AFAにおいて不可欠な要素であり、最大のテクノロジーの進歩だといえるのはフラッシュドライブそのものだろう。SSDによってパフォーマンスの限界が変わり、条件が平等になっている。
IOPS(秒当たりのアクセス率)の遅延は、パフォーマンスと同じく従来の多くのアプリケーションにとって重要だ。また、Non-Volatile Memory Express(NVMe)型のSSDと高速データ転送の仕組みであるNVMe over Fabrics(NVMe-oF)が開発されたことで、技術的に大きな改善があった。NVMeはオープン規格のドライバで、サーバまたはコントローラーとNVMe間での遅延を大幅に低減する。その過程では、専用ベンダーによるロックインが排除されている。また、NVMe-oFはサーバやストレージシステム内のNVMe型SSDに接続されたファブリック(ファイバーチャネル、イーサネット、InfiniBandなどの接続機器)で同様の低遅延を実現する。どちらも公開標準で、オープンソースコミュニティーの他に、ネットワークベンダーやSDSベンダーが採用している。
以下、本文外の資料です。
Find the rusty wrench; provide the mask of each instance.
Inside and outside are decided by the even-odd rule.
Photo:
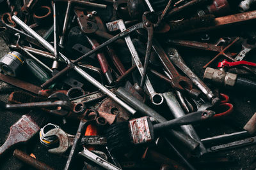
[[[147,22],[146,17],[143,15],[143,22],[145,23],[143,25],[147,25],[145,24]],[[124,25],[124,22],[122,20],[116,20],[112,22],[107,23],[107,27],[108,29],[111,31],[116,31],[117,29],[120,29],[120,31],[123,32],[125,31],[125,26]],[[143,73],[145,71],[144,70],[143,67],[142,66],[141,62],[140,59],[139,55],[138,54],[137,51],[135,49],[135,47],[132,43],[132,41],[131,39],[129,36],[125,37],[125,39],[126,43],[127,45],[128,48],[129,49],[132,55],[132,59],[137,66],[137,68],[140,72],[140,74],[141,76],[143,74]],[[148,50],[148,49],[147,49]],[[156,92],[154,90],[153,87],[148,77],[146,75],[145,76],[145,86],[150,96],[150,99],[152,103],[156,105],[159,105],[162,104],[163,102],[163,97],[162,94]]]
[[[169,48],[168,55],[174,64],[182,70],[192,80],[193,83],[206,95],[212,105],[220,102],[220,98],[216,97],[213,92],[186,65],[185,62],[175,48]]]
[[[159,57],[160,61],[164,66],[164,69],[172,77],[171,85],[172,87],[179,91],[184,91],[184,87],[191,89],[193,87],[191,80],[188,77],[183,76],[179,73],[169,57],[164,52],[164,49],[156,39],[154,39],[153,49]],[[182,85],[185,87],[182,87]]]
これらの進歩と標準を利用することで、複数の新しいAFAベンダーが低遅延、IOPS、スループット(一定時間に処理できる作業量)の点でトップクラスに立っている。これらの新興企業はストレージの重荷が少ないため、他社に比べて動きが早く、さらに新しいストレージの進歩も活用できる。その一例としては、Intelの「Optane」やMicronの「QuantX」による「3D XPoint」テクノロジーなどのストレージクラスメモリ(SCM)型のドライブが挙げられる。これはSSDよりも高速で遅延も少ない。最新のストレージテクノロジーを迅速に採用したことで、これらの新しい競合企業が定評のあるエンタープライズ向けストレージシステムの最高速を上回ることができた。
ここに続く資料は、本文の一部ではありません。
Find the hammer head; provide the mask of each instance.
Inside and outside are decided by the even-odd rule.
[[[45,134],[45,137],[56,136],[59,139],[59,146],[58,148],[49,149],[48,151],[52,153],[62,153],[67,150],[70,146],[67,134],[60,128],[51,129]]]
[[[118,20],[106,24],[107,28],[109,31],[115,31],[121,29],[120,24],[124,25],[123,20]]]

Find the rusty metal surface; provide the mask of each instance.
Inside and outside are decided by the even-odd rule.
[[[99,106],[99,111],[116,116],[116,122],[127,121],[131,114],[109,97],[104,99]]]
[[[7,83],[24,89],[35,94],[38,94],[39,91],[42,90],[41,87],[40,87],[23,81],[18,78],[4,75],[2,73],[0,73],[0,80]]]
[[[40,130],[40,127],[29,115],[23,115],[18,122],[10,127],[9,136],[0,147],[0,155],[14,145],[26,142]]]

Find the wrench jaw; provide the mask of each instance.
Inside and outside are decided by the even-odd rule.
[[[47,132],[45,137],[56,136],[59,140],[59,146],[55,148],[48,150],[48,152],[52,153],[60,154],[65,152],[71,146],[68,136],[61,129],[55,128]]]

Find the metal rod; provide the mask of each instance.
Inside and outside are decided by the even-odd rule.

AFAの競争を加速しているもう1つのイノベーションとして階層化がある。階層化では、AFAのコールドデータがより低コストなセカンダリーシステムやクラウドストレージにアーカイブされる。コールドデータとは参照されることが少ないが、長期保存が必要となるデータのことだ。コールドデータをAFAから移動させることで、プライマリーデータに必要な容量が80%以上削減される。ひいては、プライマリーストレージのコストと相殺することもできるだろう。従来のAFAベンダーの多くはこの階層化機能を採用している。ただし、コールドデータを管理するために別途料金を請求することがよくある。新しい競争企業はそれをしておらず、それが従来のAFAベンダーに競争力を与えている。
ここで挙げたテクノロジーのイノベーションやトレンドによって、AFA市場に参入するハードルは下がっている。その結果、新しい競合企業が多数生まれている。これらの俊敏な競合企業から掛けられるプレッシャーが強まっていることで、大手ブランドは値下げせざるを得なくなっている。
間接的競争の増加
IT専門家の時代は衰退の道をたどっている。IT市場は、ストレージ、ネットワーク、コンピューティングという独立した分野を統合する方向に大きく動いている。
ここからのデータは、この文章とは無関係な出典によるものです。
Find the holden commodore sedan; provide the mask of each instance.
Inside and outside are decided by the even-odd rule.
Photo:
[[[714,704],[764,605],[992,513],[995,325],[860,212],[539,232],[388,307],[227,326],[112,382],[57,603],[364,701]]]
コンバージドインフラ(CI)は、サーバ、ハイパーバイザー、ネットワーク、ストレージシステムを単一の管理インフラに統合する。ハイパーコンバージドインフラ(HCI)はその統合をさらに深める。これはサーバ、ハイパーバイザー、ストレージをそのサーバ内部においてソフトウェアの単位で組み合わせるものだ。この2種類のうち、HCIの方がより急速な成長を見せている。こちらの方が低コストで、管理が単純なためだ。
HCIではスタンドアロン型のAFAは必要ない。冗長なストレージが搭載され、HCIのSSDはコストが大幅に低くなる。AFAドライブの3分の2以下になるだろう。HCIによってスタンドアロン型のAFAの必要性は低くなる。